Drowning is the third leading cause of unintentional death in the world according to the World Health Organization. This study examines the relationship between socioeconomic status, proximity to swimming lessons, and drowning rates in each county across the 12 midwestern states. A custom dataset was constructed by integrating information on drowning deaths and poverty statistics in 1,054 counties from the Centers for Disease Control and the United States Census Bureau, as well the locations of 316 swim lesson providers collected from the American Red Cross and other sources. Statistical analysis of this data was performed, including correlation testing, hypothesis testing, and regression. Results indicated a positive correlation between county-level drowning rates and poverty rates (p = 0.01646 when H0 = relationship between drowning and poverty). Although more research is required, initial findings suggest a heightened need for public education on drowning risks and water safety in lower-income areas. 

40.  Bailey Hollis
Major: Human Physiology
Minor: Pre-Med Track
Mentor: Dr. Li-Chun (Queena) Lin (Iowa NeuroBank Core)

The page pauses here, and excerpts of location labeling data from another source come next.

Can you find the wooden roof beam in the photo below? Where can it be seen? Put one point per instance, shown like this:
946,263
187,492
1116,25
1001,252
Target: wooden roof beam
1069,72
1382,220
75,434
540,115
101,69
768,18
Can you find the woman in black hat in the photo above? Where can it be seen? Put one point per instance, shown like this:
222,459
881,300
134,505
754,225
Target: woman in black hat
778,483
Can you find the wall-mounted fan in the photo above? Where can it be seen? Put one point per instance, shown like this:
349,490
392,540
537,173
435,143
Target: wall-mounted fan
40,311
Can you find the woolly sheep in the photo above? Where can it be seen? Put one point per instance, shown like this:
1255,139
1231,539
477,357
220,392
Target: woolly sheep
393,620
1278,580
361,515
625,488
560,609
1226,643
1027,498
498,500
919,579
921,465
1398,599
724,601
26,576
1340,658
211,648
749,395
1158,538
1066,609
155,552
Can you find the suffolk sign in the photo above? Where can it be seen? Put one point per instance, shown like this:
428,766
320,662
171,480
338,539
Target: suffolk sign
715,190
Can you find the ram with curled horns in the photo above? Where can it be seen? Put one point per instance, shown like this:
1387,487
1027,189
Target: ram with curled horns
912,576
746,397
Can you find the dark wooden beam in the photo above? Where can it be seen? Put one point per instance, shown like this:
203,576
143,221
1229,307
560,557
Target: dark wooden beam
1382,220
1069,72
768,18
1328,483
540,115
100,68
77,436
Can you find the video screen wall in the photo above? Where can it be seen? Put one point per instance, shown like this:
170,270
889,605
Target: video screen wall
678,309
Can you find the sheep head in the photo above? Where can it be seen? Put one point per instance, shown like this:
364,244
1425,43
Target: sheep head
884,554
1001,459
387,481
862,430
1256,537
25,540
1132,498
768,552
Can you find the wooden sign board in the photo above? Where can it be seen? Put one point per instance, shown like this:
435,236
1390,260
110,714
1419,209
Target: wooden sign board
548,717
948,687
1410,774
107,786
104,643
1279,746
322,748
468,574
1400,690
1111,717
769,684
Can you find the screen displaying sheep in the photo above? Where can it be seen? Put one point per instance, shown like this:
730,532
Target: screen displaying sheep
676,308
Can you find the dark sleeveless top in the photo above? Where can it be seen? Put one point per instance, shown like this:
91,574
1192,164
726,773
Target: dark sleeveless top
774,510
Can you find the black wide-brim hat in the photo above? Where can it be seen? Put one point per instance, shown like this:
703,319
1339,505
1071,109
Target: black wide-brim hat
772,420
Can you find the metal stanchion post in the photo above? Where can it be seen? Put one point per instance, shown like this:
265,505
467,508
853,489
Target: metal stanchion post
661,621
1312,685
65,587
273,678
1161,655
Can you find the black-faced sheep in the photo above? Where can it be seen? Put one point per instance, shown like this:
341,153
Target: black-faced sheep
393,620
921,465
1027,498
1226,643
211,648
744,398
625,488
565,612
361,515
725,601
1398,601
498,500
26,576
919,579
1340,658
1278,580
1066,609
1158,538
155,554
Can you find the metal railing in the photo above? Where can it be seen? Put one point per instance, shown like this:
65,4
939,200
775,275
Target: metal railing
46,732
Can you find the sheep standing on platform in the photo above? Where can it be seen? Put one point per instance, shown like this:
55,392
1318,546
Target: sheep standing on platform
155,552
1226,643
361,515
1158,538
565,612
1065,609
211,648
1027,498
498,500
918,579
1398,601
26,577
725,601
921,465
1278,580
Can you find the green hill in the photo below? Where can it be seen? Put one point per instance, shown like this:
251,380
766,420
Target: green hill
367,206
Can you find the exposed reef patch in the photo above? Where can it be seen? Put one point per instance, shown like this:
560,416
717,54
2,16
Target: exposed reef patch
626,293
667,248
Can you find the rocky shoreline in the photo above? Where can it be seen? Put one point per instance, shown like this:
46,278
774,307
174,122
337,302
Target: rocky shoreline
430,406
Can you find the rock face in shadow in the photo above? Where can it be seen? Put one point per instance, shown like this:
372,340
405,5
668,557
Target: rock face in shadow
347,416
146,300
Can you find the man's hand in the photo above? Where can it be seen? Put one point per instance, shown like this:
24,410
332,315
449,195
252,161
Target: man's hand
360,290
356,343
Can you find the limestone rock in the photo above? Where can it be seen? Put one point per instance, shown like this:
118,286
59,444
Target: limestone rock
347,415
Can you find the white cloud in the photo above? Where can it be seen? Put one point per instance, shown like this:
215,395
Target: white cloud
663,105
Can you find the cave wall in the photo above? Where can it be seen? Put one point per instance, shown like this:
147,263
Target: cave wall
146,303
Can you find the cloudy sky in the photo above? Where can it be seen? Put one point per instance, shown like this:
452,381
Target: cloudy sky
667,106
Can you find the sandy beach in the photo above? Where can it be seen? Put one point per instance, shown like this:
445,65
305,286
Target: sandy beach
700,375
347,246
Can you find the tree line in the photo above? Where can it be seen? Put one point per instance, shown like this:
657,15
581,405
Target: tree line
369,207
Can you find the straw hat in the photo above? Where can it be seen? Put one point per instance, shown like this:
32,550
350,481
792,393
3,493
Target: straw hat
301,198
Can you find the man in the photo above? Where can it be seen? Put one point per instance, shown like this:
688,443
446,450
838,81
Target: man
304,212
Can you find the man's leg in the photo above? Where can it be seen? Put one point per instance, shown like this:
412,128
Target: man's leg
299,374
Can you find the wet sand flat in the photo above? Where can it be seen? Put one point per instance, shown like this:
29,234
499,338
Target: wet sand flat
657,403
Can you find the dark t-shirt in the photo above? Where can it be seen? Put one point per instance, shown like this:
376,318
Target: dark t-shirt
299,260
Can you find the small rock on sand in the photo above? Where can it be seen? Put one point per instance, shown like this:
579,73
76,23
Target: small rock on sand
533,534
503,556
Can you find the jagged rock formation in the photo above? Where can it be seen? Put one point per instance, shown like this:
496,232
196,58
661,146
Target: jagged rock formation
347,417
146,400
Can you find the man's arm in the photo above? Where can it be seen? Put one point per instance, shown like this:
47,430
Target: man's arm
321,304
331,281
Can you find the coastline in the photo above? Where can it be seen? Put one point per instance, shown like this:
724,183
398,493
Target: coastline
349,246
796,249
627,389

Possible Neurodegenerative Impact of SARS-CoV-2 (COVID-19) on the Human Brain 

Severe acute respiratory syndrome coronavirus 2 (SARS-CoV-2) is the pathogen responsible for the Coronavirus disease 2019 (COVID-19) pandemic, which has resulted in global healthcare crises and strained health resources. COVID-19 is now recognized as a multi-organ disease with a broad spectrum of manifestations. This pandemic is affecting populations around world, but in different ways. It is currently unclear about how COVID-19 affects the brains of COVID-19 patients, especially elderly populations with existing conditions. To provide insight as to why individuals with known risk factors are vulnerable to COVID-19 and its impact on their brains, we plan to identify new pathways for target discovery of microscopic changes in human COVID-19 brain regions using techniques for localizing gene expression within tissues and unbiased whole-brain imaging. In addition, we will qualitatively measure over multiple genes across neuro-inflammation pathways to provide a blueprint of neuropathology of COVID-19 throughout the human lifespan. This project will help us expand the existing efforts to multiple brain regions, and in samples from diverse age cohorts to uncover details of COVID-19. We hope that this will help us understand future consequences of those affected and better prepare for those who may still become affected.

42.  Allysa Jones
Major: Neuroscience
Mentor: Dr. Gordon Buchanan (Neurology)

Effect of serotonergic activation in the DRN on maximal electroshock seizure survival

Sudden unexpected death in epilepsy (SUDEP) is the leading cause of death in patients with refractory epilepsy. SUDEP’s cause is unknown, but EEG suppression and arousal deficits after a seizure may be involved. The dorsal raphe nucleus (DRN) promotes arousal and contains serotonin (5-HT) neurons. Previous research indicates that optogenetic activation of 5-HT neurons in the DRN reduces postictal generalized EEG suppression (PGES). We hypothesized that activating 5-HT neurons in the DRN in the same manner would increase survival in mice undergoing a maximal electroshock seizure (MES). TPH2-ChR2-YFP and WT mice were implanted with EEG/EMG electrodes and a fiberoptic into the DRN. 5-HT neurons in the DRN were activated with 473 nm light (4 Hz, 10 mW) for 5 minutes before MES induction with 50 mA stimulation. Survival, seizure duration, seizure severity, and PGES were measured. We found that pre-seizure activation of 5-HT in the dorsal-medial DRN prevented death in the TPH2-ChR2-YFP mice without affecting seizure duration or severity. These results suggest that this network is important for SUDEP prevention. Future studies will use anterograde and retrograde tracing to determine which neurons the DRN projects to and what neurons are projecting to the DRN.

44.  Jivan Koneru
Major: Biology
Mentor: Dr. Renata Pereira (Internal Medicine)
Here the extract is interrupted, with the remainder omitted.